Resident wants former road allowance turned over at no cost

To call Paul Brown an unhappy camper these days might be a bit of an understatement.

Brown was at council here re­cently to discuss the closing of a 33 foot road allowance which, at one time, was to be an extension of Raglan Street in Palmerston.

Mayor David Anderson said that Brown was at council last year to discuss the transfer of that road allowance.

“There has been some misconception about the legal costs involved in the transfer of the property,” Anderson said. He said Brown was invited to the meeting to discuss the matter.

Brown, however, said his position is clear. Originally, he had objected to severances being proposed at the Well­ing­ton County Land division involving TG Minto and Char­ter Homes. What was being proposed eliminated one half of the former municipal road allowance on what would have been the Raglan Street extension.

However because of changes needed at TG Minto and a revised plan of subdivision proposed by Charter, the Raglan road extension was nipped in the bud. That left a 33 foot road allowance in the municipality’s name adjacent to Brown’s property.

Brown asked that the land be transferred to him.

His argument was that when the land was purchased some 20 years ago, Palmerston re­quired that the road allowance be severed and given to the municipality for the proposed road extension.

He said two lots were severed at the back of his property in the anticipation the road would proceed at some point.

Brown said on that basis, those lots would generate retirement value of $100,000.

When he first became aware of TG Minto’s plan and that the road would not longer proceed, he filed an objection with the land division committee. He said documents provided at that time indicated he would be willing to withdraw the objection if the land were returned at no cost.

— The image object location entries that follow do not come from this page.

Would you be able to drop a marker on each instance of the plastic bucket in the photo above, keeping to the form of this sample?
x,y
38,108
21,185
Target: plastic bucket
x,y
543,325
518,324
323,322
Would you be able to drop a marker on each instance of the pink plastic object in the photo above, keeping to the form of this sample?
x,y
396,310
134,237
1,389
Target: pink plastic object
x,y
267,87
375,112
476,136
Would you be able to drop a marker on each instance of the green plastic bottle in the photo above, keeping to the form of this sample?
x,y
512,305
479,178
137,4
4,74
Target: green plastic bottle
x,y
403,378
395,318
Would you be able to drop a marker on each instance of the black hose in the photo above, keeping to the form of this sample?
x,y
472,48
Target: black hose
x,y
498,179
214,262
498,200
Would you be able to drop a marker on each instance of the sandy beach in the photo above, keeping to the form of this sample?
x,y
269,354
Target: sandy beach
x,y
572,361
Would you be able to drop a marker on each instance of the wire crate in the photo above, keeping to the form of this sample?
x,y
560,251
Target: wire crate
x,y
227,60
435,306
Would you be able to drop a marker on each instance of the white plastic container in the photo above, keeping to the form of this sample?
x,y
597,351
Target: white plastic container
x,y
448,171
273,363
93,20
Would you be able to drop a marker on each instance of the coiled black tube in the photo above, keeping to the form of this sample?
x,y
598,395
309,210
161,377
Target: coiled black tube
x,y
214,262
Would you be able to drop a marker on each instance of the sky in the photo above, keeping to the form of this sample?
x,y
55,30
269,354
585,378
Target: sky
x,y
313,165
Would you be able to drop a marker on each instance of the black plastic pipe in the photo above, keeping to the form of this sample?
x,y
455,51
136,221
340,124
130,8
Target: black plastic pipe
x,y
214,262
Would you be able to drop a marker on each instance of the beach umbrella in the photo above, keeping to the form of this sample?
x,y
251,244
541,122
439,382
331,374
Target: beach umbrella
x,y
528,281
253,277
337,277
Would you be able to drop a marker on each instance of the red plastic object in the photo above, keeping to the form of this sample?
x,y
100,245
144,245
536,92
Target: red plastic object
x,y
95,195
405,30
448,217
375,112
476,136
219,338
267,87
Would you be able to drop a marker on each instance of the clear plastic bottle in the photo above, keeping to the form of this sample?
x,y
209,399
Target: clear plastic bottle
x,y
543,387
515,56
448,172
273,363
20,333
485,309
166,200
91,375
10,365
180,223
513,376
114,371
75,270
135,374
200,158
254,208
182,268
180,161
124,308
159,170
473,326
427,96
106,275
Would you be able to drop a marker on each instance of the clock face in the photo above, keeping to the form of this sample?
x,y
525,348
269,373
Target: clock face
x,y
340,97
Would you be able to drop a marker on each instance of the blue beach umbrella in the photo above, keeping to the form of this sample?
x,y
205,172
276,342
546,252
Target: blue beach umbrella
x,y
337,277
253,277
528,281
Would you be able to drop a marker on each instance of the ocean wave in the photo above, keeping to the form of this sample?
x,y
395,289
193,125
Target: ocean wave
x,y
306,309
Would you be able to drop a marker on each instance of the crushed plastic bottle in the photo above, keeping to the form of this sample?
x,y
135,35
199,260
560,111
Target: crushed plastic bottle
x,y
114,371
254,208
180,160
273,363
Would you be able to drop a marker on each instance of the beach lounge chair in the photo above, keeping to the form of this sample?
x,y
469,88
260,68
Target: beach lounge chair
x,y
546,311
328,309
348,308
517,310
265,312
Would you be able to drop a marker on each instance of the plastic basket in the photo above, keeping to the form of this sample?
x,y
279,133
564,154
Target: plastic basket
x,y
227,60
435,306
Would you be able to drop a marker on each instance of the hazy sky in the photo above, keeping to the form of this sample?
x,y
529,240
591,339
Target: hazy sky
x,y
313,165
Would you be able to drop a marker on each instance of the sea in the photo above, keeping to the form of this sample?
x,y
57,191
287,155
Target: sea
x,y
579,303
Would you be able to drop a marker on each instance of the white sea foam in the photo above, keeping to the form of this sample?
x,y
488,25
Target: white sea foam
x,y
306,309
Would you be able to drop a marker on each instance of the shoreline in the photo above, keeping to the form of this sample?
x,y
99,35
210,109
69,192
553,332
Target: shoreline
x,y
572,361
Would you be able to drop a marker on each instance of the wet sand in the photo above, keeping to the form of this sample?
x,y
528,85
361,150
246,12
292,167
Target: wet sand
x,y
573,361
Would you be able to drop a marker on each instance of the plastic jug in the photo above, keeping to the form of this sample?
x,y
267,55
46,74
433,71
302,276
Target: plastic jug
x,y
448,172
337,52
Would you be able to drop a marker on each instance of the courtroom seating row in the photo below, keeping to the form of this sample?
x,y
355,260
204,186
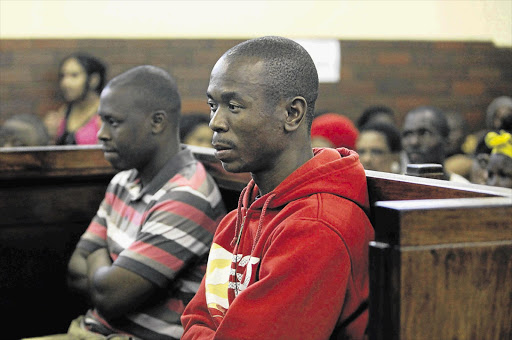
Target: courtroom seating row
x,y
440,263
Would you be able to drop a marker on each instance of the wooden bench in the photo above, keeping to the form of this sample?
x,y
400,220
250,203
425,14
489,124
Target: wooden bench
x,y
441,261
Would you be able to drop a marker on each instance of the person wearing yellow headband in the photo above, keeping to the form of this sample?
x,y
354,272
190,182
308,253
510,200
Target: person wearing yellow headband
x,y
499,168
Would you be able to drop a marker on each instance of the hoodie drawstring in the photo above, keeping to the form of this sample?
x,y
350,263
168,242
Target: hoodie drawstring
x,y
238,217
260,222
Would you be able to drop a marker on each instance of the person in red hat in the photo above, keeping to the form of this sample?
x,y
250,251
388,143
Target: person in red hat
x,y
333,130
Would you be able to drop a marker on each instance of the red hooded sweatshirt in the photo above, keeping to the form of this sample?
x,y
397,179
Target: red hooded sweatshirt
x,y
292,264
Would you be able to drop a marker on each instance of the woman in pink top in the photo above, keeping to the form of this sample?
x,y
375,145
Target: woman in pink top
x,y
81,79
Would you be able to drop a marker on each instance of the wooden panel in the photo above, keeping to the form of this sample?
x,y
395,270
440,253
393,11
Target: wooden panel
x,y
427,222
53,161
457,292
441,269
388,187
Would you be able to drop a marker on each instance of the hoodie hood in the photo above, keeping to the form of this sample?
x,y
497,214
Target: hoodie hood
x,y
333,171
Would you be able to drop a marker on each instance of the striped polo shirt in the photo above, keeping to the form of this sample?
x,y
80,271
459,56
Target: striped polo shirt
x,y
161,232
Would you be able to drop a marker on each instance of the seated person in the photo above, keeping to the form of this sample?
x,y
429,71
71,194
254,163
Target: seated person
x,y
379,147
479,159
194,130
23,130
143,256
292,261
376,113
457,161
499,168
333,130
499,114
425,136
81,79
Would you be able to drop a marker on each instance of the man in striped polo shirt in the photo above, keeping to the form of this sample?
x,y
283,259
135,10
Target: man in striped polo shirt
x,y
143,256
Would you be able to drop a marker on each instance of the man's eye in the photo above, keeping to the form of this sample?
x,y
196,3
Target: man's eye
x,y
113,122
233,107
213,106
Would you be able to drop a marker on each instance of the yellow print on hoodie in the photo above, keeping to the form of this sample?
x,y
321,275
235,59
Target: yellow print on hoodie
x,y
218,273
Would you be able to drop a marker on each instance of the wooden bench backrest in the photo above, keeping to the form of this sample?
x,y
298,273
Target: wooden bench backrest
x,y
440,263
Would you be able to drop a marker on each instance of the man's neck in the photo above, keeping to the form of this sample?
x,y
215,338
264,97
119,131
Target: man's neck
x,y
269,180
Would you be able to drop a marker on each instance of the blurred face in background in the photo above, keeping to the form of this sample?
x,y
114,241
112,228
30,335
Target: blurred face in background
x,y
200,136
374,152
422,140
73,81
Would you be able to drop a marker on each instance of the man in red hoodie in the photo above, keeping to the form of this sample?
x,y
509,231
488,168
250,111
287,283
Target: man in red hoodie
x,y
292,261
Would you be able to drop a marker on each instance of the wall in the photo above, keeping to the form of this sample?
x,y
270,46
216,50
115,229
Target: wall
x,y
453,75
461,20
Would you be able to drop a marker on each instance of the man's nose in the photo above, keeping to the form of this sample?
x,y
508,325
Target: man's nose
x,y
218,122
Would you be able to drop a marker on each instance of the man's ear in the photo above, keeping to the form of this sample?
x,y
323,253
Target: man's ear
x,y
158,121
94,81
296,113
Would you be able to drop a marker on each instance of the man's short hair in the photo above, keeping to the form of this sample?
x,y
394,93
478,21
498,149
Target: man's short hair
x,y
156,89
290,70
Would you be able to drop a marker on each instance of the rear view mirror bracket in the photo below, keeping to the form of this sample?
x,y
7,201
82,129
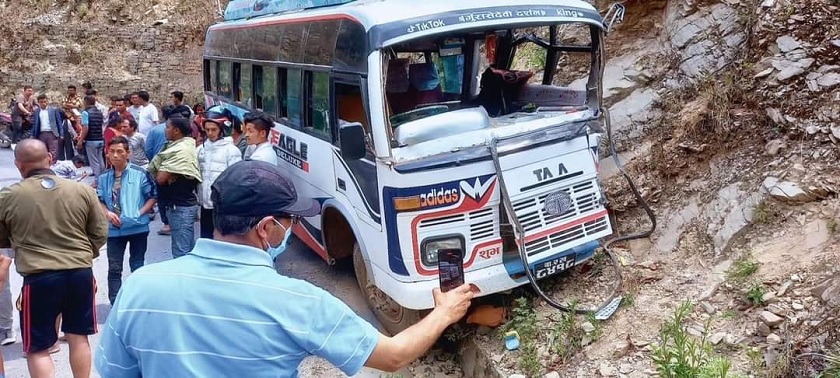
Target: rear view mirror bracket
x,y
614,16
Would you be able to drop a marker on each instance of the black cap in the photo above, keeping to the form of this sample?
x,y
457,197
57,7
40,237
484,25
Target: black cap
x,y
252,188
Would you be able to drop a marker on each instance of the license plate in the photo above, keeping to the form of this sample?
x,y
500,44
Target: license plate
x,y
555,266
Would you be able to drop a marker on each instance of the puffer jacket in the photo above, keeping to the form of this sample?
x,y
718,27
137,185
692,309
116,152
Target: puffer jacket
x,y
213,159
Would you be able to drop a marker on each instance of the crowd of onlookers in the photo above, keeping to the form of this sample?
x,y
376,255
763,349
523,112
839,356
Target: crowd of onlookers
x,y
142,161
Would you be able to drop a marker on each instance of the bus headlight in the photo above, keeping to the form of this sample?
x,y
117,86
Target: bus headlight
x,y
430,247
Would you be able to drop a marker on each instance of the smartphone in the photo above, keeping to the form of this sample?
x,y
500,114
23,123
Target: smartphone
x,y
450,268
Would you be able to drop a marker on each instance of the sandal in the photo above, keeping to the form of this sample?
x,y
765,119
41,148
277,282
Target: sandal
x,y
53,350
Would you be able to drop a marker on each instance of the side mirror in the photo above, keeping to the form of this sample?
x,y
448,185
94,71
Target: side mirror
x,y
352,137
615,15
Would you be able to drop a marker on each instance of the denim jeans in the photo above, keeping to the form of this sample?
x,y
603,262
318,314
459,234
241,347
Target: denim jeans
x,y
137,244
182,222
96,156
7,309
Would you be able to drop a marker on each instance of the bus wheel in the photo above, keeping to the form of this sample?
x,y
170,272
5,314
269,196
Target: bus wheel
x,y
393,317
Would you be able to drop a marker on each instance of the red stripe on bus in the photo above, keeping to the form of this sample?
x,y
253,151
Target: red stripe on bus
x,y
288,21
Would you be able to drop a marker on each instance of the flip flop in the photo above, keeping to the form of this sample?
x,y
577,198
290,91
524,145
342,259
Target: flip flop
x,y
53,350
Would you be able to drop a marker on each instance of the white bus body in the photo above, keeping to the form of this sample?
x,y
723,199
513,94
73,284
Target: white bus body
x,y
427,179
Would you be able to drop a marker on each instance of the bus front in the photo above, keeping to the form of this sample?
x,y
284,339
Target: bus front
x,y
493,120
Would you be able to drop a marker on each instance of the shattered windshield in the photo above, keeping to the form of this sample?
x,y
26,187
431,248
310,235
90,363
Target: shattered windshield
x,y
529,69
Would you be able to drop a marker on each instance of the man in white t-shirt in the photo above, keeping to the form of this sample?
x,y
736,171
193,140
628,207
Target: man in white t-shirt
x,y
149,116
257,129
136,105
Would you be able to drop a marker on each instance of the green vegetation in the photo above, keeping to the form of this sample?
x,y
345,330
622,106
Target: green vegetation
x,y
756,293
762,213
681,355
524,322
742,268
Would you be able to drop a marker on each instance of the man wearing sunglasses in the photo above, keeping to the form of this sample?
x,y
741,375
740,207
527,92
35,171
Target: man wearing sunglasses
x,y
223,311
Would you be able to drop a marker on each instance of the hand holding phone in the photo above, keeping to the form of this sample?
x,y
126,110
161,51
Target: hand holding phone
x,y
450,268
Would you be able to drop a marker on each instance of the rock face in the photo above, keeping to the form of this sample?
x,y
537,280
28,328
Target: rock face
x,y
792,192
116,57
691,31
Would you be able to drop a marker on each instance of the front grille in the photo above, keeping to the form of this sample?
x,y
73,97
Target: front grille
x,y
483,223
532,215
568,235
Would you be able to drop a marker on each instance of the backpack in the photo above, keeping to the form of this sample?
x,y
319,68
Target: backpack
x,y
499,89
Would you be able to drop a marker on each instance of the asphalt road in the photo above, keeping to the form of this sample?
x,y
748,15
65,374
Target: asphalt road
x,y
298,261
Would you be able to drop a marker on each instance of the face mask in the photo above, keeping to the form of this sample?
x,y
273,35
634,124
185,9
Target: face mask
x,y
273,252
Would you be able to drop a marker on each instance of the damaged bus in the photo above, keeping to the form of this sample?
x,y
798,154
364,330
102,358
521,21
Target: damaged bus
x,y
424,126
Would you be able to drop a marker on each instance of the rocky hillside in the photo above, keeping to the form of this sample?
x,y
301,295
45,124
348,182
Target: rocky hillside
x,y
149,44
727,113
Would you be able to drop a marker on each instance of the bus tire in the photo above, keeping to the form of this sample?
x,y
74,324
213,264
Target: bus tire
x,y
393,317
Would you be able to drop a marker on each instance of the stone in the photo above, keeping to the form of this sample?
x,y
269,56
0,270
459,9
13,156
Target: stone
x,y
787,43
775,115
827,68
717,338
788,191
764,73
784,288
776,309
770,319
789,72
773,147
763,329
708,307
829,80
607,370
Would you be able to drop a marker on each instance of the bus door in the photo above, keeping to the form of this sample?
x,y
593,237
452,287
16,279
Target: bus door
x,y
356,179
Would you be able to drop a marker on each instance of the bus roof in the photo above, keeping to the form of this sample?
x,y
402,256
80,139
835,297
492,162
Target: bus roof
x,y
391,21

Brown is concerned that at no time in his discussion with Minto was there any indication that he would be responsible for legal costs of the transfer.

“I don’t know how much plainer I can be,” he said.

Brown said he assumed the discussions with the town were based on him not incurring any cost. Typically, when former road allowances are transferred to residents, the residents are responsible for those costs.

However, until he received the bill, there were no discussions about him footing the bill. He insisted that his presentation to the county land division committee was that he had only been prepared to remove his objection if Minto gave him the land at no cost.

The municipality did not have copies of those documents and Brown was in­formed that the total land division records are not typically forwarded to the municipal level unless specifically re­ques­ted.

He contended that if he had known he would have to pay the costs, he would have continued his objections at the county level.

Now, he said, it is too late.

Mayor David Anderson be­lieved the municipality had acted in good faith, and offered apologies for the misunderstanding.

Anderson added that in most cases of similar land trans­fers, it is the residents who pick up the legal costs.

Brown argued that since he is the original owner, he should not have to pay those costs.

Anderson again noted that Minto council was not privy to the document Brown was speak­ing of, so it was not a factor in its original decision. He told Brown that the municipality will request the information from the county.